Prenderà il via il 17 aprile il processo con rito immediato che vede imputati l’ex sindaco di Sorrento Massimo Coppola, Raffaele Guida, detto “Lello il sensitivo”, e l’architetto Vincenzo Rescigno, coinvolti nell’inchiesta sull’assegnazione degli appalti nel Comune costiero. A darne notizia è Il Fatto Quotidiano.

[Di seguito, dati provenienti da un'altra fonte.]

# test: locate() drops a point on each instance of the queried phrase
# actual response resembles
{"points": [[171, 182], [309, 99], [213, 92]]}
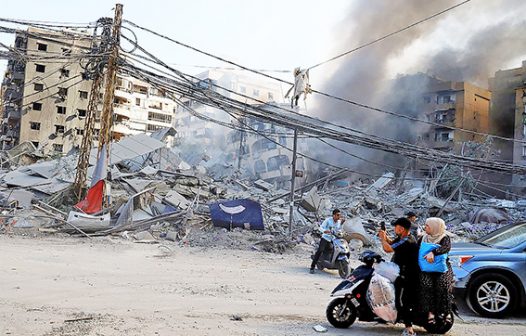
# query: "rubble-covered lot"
{"points": [[110, 286], [163, 198], [166, 269]]}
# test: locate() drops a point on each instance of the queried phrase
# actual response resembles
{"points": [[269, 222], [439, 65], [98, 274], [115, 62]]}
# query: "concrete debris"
{"points": [[162, 197], [311, 201], [263, 185]]}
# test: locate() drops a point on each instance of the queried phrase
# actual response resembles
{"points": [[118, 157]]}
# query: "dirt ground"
{"points": [[109, 286]]}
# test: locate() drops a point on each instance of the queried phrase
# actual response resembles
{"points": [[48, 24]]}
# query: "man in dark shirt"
{"points": [[405, 250]]}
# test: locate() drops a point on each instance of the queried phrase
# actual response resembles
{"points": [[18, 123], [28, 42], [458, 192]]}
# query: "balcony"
{"points": [[123, 93], [12, 112], [124, 110], [444, 106]]}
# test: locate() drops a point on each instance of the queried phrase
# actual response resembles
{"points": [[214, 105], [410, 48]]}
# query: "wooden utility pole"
{"points": [[292, 181], [85, 147], [111, 78], [107, 112]]}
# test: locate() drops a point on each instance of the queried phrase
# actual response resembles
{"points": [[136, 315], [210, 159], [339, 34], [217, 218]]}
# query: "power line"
{"points": [[348, 101], [381, 143], [369, 141]]}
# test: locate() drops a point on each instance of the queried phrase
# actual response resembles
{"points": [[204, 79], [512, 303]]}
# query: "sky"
{"points": [[281, 35]]}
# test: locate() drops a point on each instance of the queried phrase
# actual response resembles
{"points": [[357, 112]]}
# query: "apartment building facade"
{"points": [[251, 89], [508, 117], [45, 102], [140, 108], [266, 153], [455, 104]]}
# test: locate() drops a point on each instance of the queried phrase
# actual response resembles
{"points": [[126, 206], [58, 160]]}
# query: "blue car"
{"points": [[491, 272]]}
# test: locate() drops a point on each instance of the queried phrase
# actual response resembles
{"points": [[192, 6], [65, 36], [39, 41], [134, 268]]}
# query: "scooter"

Ai tre la Procura di Torre Annunziata, con il pm Schioppi e il procuratore Nunzio Fragliasso, contesta a vario titolo i reati di corruzione, turbativa d’asta e peculato. Secondo gli inquirenti, Guida sarebbe stato l’alter ego dell’allora primo cittadino.
Per Coppola si tratta del secondo rinvio a giudizio: già lo scorso novembre era stato disposto un analogo provvedimento, notificato anche a un altro indagato, Francesco Di Maio. Quel procedimento, anch’esso con rito immediato, inizierà il 20 febbraio.
L’ex sindaco era stato arrestato in flagranza nel maggio scorso dalla Guardia di Finanza, dopo essere stato sorpreso a incassare una mazzetta all’interno di un ristorante. Un secondo arresto è poi scattato il 19 agosto, nell’ambito della stessa inchiesta.
Il doppio procedimento giudiziario rappresenta uno snodo cruciale per chiarire ruoli e responsabilità nella gestione degli appalti pubblici a Sorrento, una vicenda che ha scosso profondamente la politica locale e l’amministrazione cittadina.